You can also try downloading the graph manually like so (nmpost050 is an example)
wget "http://ganglia.aoc.nrao.edu/graph.php?c=NM%20Postprocessing&h=nmpost050.aoc.nrao.edu&g=mem_report&z=large" -O graph.png
eog graph.png
NAASC (cvpost)
- Connect to http://ganglia.cv.nrao.edu/
- Pull down Choose a Source and select NAASC HPC
- Pull down Choose a Node and select the node you are using
If you see any purple in the graph, then that machine has data on its swap disk and may be performing poorly.
You can also try downloading the graph manually like so (cvpost050 is an example)
wget --no-check-certificate "https://neuron.cv.nrao.edu/graph.php?c=NAASC+HPC&h=cvpost050.cv.nrao.edu&g=mem_report&z=xlarge" -O graph.png
eog graph.png
The best way to keep a node from swapping is to ask for enough memory to run your job properly.
Not enough slots
If you get a message like the following, it may be because you are using mpicasa with a -n option that is larger than the number of tasks you have requested from Slurm.

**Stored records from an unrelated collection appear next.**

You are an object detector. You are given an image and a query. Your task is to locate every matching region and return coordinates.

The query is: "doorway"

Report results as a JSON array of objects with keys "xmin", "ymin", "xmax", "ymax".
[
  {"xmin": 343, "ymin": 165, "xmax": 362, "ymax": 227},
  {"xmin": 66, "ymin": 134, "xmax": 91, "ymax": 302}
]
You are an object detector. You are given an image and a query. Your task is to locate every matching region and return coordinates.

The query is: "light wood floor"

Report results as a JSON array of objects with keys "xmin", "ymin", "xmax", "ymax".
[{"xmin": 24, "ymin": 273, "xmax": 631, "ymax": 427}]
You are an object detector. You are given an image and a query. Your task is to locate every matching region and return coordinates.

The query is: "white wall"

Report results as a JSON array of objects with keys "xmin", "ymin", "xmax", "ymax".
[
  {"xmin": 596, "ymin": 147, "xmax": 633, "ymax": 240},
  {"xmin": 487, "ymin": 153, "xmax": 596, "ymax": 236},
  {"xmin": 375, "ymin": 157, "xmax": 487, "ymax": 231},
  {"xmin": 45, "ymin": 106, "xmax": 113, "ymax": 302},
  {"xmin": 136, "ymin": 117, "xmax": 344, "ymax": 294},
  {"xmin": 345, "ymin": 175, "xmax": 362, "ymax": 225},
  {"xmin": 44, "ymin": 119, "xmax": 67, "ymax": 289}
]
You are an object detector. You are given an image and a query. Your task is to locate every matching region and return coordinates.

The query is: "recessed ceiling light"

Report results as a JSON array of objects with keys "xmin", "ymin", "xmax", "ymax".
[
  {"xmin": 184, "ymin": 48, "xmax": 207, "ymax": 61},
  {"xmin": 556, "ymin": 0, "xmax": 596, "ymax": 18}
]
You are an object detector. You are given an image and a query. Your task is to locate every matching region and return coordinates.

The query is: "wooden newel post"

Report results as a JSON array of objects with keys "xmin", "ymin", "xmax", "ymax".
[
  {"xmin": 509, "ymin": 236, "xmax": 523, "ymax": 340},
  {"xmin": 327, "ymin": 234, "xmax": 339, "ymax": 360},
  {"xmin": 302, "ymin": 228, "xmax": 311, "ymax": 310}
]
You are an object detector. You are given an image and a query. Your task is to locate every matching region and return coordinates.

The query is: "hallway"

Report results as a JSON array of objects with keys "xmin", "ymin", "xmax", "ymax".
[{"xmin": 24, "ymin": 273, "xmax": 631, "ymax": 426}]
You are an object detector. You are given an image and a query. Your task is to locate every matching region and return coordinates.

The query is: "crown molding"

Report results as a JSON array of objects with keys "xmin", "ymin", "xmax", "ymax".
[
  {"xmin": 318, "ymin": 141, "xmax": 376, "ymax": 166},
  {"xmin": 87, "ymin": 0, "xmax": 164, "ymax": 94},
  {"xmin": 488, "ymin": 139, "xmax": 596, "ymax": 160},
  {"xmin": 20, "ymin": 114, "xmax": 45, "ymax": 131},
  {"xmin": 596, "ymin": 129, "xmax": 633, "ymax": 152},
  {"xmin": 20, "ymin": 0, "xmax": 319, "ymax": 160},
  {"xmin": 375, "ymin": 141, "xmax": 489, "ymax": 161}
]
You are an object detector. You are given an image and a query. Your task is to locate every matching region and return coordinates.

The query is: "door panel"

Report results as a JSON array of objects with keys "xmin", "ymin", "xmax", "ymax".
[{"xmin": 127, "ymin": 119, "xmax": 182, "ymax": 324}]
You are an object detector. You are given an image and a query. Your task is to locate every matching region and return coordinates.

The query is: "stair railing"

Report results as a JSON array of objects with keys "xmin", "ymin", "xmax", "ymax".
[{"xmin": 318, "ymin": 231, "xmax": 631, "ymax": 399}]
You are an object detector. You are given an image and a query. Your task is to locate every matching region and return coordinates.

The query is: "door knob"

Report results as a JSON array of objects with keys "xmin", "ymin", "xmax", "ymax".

-------------------------------------------------------------------------- There are not enough slots available in the system to satisfy the 9 slots that were requested by the application: /home/casa/packages/RHEL7/release/casa-6.1.2-7-pipeline-2020.1.0.36/bin/casa Either request fewer slots for your application, or make more slots available for use. --------------------------------------------------------------------------
With Torque, some users would request 8 cores and then run mpicasa -n9 knowing that one of those nine processes would be a parent process while the other eight would be worker processes and the parent process wouldn't use a significant amount of resources. This is something unique to mpicasa where it treats the parent process just like all the worker processes. Most other software doesn't do this. This worked with Torque because Torque and MPI were never really aware of each other. Now with Slurm, MPI is aware it is in a Slurm environment and will stop you from doing this. The easy solution is to request 9 cores in this case.